Into the Game
by Pam and Del



Reentering the lodge after weapons practice, Archie paused on the threshold to take another look at the note that had been delivered to him that morning. "Stewart. Two o' clock. Main house, North Drawing Room. Visiting clothes." It was signed, simply, "C." Carmichael, however, had made no reference to the note during the noon lesson. But what form of training could possibly require a change into more elaborate garments?

"Stewart!" Rory's voice, hailing him from behind. Turning around, Archie saw the boy limping towards him, brandishing what appeared to be a note. "Did you get one of these from Carmichael?"

Archie glanced at what the boy was holding out to him, read "Rory. Wash. Two o'clock. Main house, North Drawing Room. Visiting clothes. C." He had to smile when he saw the word "Wash" had been underlined twice. "Yes. Yes, I did. Any idea what this is about?"

Rory shook his head. "What d'you think he means by 'visiting clothes'?"

"Slightly better than the clothes one usually wears? At any rate," Archie added with a faint grin, "better than what you've worn to go riding!" He looked more closely at the boy, noticing the clods of dirt streaking his breeches, the stiff way he was carrying himself. "Oh, dear--you've come a cropper?"

Rory's grimace was sufficient affirmation. "Bloody horse dumped me on my--"

"Happens to all of us," Archie said lightly.

The boy scowled. "I don't fall off *that* often. But Carmichael always makes me wash after riding."

"Well, not everyone cares for the smell of horse. And after taking a fall, you might feel the better for a wash."

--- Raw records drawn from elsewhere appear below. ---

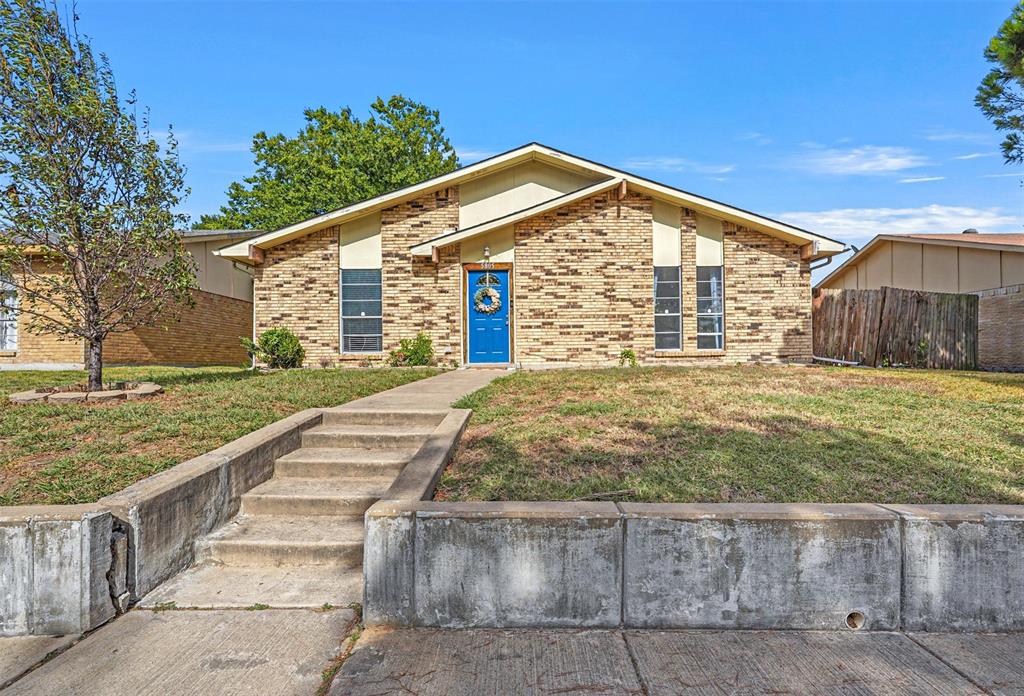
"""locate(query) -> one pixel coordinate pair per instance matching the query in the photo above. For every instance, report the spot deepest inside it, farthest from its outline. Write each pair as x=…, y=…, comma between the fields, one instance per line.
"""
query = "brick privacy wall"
x=584, y=278
x=207, y=334
x=1000, y=328
x=297, y=287
x=419, y=296
x=767, y=299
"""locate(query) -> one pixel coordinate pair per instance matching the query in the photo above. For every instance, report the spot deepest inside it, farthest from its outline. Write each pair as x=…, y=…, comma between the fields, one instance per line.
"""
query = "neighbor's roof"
x=536, y=151
x=996, y=242
x=1001, y=238
x=194, y=235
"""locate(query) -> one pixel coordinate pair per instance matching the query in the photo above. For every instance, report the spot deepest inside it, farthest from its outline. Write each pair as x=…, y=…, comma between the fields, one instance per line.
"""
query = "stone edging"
x=694, y=566
x=127, y=390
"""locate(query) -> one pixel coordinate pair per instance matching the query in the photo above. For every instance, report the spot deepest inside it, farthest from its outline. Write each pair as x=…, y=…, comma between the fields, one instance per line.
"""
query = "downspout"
x=252, y=278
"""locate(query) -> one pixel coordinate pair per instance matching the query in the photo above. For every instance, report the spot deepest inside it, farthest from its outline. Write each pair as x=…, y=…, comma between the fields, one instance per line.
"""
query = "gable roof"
x=425, y=248
x=996, y=242
x=823, y=246
x=972, y=238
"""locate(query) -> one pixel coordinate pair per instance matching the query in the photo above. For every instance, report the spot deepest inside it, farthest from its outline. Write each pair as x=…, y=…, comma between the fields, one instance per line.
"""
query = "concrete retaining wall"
x=694, y=566
x=164, y=515
x=53, y=564
x=67, y=569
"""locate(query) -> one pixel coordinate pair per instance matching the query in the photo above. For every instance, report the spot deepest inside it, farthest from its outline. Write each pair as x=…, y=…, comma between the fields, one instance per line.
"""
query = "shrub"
x=628, y=356
x=276, y=348
x=418, y=351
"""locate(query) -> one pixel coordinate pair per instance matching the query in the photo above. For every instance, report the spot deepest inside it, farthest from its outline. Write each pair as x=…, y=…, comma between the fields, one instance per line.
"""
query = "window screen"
x=711, y=324
x=8, y=318
x=668, y=331
x=361, y=313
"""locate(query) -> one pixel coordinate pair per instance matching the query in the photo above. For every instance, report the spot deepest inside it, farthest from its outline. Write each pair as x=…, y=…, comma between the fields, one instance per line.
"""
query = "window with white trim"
x=668, y=329
x=8, y=315
x=361, y=312
x=711, y=308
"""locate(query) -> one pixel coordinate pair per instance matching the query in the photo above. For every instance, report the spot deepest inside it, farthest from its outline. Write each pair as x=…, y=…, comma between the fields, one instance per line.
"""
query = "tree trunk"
x=94, y=364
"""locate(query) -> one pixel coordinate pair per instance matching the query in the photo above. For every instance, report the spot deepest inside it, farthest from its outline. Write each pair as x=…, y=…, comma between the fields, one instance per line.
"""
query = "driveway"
x=480, y=662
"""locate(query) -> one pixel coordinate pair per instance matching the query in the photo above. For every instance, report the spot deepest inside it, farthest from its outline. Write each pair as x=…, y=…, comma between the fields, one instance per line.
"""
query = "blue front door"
x=487, y=315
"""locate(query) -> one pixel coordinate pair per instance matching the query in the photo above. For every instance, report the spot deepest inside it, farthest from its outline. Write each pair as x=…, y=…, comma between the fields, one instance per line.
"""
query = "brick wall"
x=418, y=295
x=583, y=283
x=1000, y=328
x=47, y=348
x=297, y=287
x=767, y=298
x=204, y=335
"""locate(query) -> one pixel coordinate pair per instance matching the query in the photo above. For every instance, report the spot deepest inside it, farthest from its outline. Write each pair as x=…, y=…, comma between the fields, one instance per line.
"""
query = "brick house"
x=539, y=258
x=205, y=334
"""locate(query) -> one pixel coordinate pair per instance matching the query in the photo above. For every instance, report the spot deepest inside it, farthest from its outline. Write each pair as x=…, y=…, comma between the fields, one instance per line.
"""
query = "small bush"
x=413, y=352
x=628, y=356
x=276, y=348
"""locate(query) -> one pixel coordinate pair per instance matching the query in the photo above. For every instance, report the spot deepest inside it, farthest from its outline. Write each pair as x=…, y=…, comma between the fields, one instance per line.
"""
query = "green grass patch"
x=743, y=434
x=80, y=452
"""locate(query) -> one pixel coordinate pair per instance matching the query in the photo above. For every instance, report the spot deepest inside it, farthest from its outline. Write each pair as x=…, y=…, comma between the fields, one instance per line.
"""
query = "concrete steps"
x=334, y=462
x=419, y=419
x=303, y=526
x=356, y=435
x=280, y=540
x=335, y=495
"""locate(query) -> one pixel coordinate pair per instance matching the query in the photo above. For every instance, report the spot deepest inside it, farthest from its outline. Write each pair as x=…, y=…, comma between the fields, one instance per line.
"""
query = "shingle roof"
x=1005, y=238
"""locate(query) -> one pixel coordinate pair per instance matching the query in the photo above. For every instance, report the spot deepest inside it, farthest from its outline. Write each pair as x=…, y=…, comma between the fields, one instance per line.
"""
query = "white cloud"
x=468, y=156
x=675, y=164
x=922, y=179
x=865, y=160
x=190, y=142
x=857, y=225
x=755, y=137
x=942, y=135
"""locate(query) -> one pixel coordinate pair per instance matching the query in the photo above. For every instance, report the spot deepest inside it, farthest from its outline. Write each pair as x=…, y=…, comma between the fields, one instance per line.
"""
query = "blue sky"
x=847, y=118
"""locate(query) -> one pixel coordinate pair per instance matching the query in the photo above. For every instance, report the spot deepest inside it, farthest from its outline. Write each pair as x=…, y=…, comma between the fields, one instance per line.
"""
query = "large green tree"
x=87, y=197
x=335, y=161
x=1000, y=95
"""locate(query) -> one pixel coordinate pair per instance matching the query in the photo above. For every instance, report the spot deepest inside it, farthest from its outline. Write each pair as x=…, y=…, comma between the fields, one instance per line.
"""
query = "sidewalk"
x=434, y=392
x=478, y=662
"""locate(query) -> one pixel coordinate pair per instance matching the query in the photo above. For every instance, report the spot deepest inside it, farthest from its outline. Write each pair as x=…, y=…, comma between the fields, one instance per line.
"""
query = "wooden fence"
x=896, y=328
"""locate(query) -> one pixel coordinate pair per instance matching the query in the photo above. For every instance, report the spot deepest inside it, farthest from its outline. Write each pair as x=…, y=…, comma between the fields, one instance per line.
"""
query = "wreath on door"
x=486, y=307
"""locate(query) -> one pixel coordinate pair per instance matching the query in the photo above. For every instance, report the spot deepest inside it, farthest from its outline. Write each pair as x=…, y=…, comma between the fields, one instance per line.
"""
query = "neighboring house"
x=205, y=334
x=539, y=258
x=989, y=265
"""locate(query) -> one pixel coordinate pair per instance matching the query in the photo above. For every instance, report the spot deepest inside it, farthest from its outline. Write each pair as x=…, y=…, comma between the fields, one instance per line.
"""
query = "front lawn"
x=743, y=434
x=80, y=452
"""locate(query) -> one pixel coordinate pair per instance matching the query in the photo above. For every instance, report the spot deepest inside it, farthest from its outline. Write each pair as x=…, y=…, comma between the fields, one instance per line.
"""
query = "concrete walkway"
x=526, y=662
x=435, y=392
x=259, y=612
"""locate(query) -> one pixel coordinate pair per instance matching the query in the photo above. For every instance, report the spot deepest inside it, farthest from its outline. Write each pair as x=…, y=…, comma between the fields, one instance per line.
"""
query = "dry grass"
x=744, y=434
x=80, y=452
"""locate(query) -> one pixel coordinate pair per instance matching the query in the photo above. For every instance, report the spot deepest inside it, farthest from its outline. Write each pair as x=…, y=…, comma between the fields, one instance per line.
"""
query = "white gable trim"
x=824, y=247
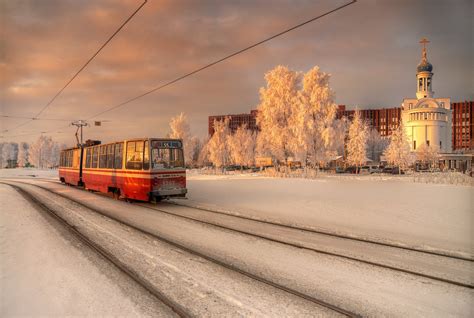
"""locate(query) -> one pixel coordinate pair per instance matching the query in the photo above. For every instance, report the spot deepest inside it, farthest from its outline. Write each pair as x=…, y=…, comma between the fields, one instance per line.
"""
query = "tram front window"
x=164, y=157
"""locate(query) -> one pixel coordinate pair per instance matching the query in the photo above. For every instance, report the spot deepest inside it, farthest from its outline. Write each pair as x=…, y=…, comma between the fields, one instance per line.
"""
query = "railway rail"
x=281, y=240
x=330, y=234
x=175, y=306
x=227, y=222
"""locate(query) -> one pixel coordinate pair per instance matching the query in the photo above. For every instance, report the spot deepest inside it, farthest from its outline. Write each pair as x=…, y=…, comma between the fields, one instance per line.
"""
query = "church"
x=427, y=120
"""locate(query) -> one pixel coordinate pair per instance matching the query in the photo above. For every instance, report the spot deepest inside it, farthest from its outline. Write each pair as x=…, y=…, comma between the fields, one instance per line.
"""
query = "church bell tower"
x=424, y=75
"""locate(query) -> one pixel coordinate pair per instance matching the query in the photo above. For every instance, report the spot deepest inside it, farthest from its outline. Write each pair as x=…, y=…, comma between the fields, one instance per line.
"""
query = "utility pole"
x=79, y=124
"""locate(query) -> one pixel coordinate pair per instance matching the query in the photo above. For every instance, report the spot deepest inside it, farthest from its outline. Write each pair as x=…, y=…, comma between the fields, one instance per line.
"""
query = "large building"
x=462, y=126
x=427, y=119
x=250, y=120
x=384, y=120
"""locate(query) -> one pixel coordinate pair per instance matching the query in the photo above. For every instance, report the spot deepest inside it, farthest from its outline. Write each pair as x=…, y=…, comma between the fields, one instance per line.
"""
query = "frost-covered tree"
x=428, y=155
x=242, y=145
x=398, y=151
x=42, y=153
x=313, y=118
x=9, y=151
x=217, y=145
x=203, y=157
x=376, y=144
x=277, y=103
x=23, y=149
x=180, y=130
x=196, y=146
x=357, y=142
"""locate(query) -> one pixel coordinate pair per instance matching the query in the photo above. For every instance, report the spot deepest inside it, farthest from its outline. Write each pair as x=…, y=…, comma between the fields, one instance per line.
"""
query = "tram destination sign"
x=167, y=144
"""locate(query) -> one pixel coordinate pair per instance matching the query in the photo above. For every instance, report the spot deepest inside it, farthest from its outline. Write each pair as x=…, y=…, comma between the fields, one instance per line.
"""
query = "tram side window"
x=95, y=156
x=118, y=155
x=110, y=156
x=146, y=157
x=134, y=155
x=103, y=157
x=88, y=157
x=69, y=159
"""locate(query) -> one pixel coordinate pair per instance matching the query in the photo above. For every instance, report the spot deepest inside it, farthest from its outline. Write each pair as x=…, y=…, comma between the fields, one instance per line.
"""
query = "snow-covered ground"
x=393, y=209
x=389, y=208
x=381, y=207
x=29, y=173
x=46, y=272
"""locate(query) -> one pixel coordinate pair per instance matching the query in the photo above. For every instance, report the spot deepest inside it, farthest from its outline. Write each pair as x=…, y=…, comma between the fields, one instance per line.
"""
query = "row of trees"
x=297, y=120
x=43, y=153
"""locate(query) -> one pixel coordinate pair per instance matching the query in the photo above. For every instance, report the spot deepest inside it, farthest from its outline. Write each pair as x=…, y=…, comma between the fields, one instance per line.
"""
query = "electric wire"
x=171, y=82
x=79, y=71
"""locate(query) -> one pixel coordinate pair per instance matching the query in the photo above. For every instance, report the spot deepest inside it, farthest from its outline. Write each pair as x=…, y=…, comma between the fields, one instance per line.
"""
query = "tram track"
x=175, y=306
x=303, y=246
x=243, y=230
x=330, y=234
x=441, y=253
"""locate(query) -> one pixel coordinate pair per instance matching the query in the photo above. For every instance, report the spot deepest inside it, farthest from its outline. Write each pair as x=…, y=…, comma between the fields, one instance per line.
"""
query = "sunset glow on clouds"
x=370, y=48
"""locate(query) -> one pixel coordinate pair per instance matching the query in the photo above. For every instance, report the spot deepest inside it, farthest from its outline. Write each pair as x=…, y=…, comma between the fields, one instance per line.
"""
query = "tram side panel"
x=69, y=166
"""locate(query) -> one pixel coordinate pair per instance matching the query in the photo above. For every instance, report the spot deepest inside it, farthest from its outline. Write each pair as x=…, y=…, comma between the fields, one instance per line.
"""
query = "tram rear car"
x=139, y=169
x=70, y=166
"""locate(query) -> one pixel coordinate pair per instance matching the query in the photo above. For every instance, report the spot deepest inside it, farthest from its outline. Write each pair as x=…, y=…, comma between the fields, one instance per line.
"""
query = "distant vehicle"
x=263, y=162
x=375, y=169
x=396, y=170
x=364, y=170
x=139, y=169
x=387, y=170
x=351, y=169
x=339, y=170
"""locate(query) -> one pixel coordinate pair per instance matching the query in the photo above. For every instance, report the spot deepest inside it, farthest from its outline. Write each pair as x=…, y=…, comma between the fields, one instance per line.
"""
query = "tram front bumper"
x=169, y=192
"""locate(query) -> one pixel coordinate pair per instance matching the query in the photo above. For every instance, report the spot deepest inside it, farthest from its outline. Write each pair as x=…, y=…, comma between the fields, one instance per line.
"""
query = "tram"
x=142, y=169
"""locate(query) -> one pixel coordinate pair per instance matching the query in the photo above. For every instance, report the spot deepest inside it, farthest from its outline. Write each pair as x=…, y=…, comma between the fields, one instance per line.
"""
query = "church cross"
x=424, y=41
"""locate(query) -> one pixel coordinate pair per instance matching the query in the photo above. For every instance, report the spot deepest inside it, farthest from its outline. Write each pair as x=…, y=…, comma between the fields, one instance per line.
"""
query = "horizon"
x=37, y=58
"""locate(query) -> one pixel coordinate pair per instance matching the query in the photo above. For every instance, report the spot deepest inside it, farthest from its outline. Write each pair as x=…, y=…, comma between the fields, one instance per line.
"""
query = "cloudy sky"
x=371, y=49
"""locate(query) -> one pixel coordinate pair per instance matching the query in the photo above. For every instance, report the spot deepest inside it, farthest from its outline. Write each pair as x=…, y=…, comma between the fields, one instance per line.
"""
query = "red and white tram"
x=139, y=169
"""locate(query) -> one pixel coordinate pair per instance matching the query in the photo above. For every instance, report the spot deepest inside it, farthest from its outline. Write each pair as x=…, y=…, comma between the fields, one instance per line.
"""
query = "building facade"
x=235, y=121
x=462, y=126
x=384, y=120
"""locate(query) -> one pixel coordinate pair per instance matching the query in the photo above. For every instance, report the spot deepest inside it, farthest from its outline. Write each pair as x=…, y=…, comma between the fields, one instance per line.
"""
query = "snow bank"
x=29, y=173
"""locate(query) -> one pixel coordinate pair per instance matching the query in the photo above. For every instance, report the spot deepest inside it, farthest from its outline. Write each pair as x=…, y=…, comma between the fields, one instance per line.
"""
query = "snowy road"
x=357, y=287
x=428, y=216
x=45, y=271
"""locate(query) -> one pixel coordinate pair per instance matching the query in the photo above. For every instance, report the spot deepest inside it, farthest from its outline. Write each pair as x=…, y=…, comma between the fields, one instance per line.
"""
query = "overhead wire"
x=171, y=82
x=78, y=72
x=220, y=60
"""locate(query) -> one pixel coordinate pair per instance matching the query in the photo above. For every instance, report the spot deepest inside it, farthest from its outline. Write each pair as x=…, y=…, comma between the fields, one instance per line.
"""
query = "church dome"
x=424, y=66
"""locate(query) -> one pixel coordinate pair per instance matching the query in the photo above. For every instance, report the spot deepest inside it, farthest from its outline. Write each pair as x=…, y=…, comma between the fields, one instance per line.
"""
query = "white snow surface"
x=383, y=208
x=44, y=272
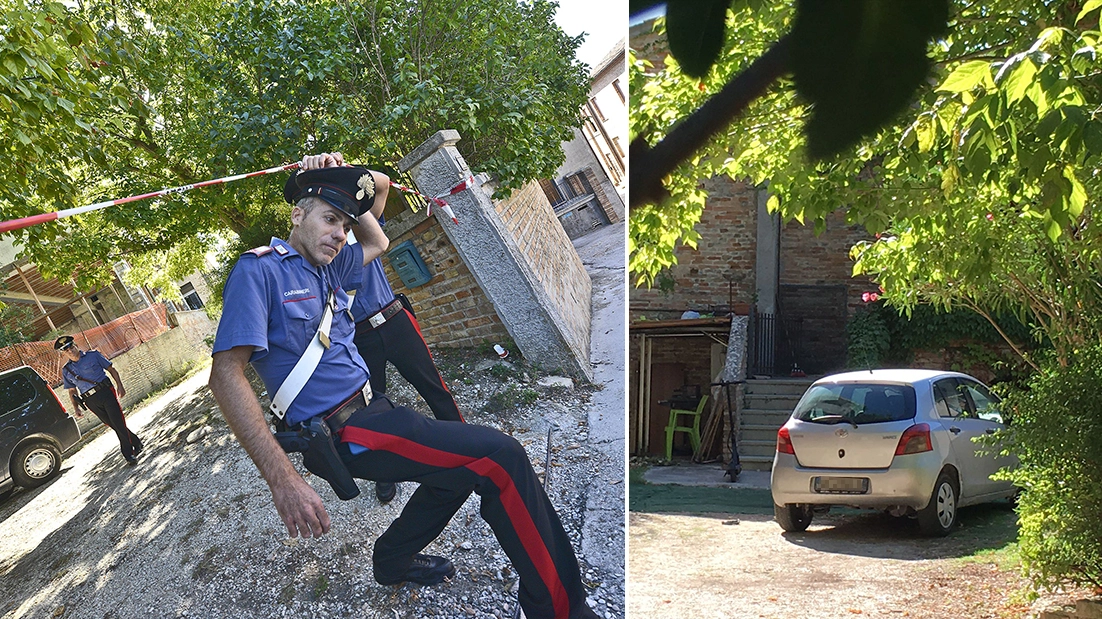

"Mm." Rory did not sound wholly convinced. "At least the laundry room's close by."

"The laundry room?"

Rory nodded. "Hot water there at all hours. I'll show you."


The first thing Archie noticed was the warmth. A kettle was heating over the fire in the great stone fireplace that dominated the room, and a cauldron large enough to accommodate all three witches in the Scottish play sat on the hob.

A table on which pitchers and basins were set stood against the adjacent wall, while wooden buckets and washtubs of varying sizes were lined up against the opposite wall. Rory dragged the largest tub into the center of the room, then filled a bucket with steaming water from the cauldron. "If you've no time to wait for servants," he informed Archie as he emptied the bucket into the tub, "it's easy enough to wash here."

"Is there soap?" Archie asked, suddenly feeling the need for a quick wash himself.

Rory gestured with his chin towards the far wall again. "Over on that ledge. Bring some for me too?"

The soap smelled strongly of tallow but otherwise seemed adequate. Archie handed Rory one lump, along with some rough but clean strips of toweling he had also found on the ledge, then set about making his own ablutions. Filling a bucket in his turn, he emptied the hot water into a large basin, then stripped off his shirt, not without a quick glance over his shoulder. Although the scars on his back had faded, he still had no desire to explain them. Nor did he wish to discuss the more recent scar stretching across his lower chest and abdomen. The pain had gone, except for the occasional twinge, but the healing muscles around the wound were still stiff and slow to obey him. And Latour would not yet permit Archie to ride or engage in the more arduous aspects of the street-fighting lessons.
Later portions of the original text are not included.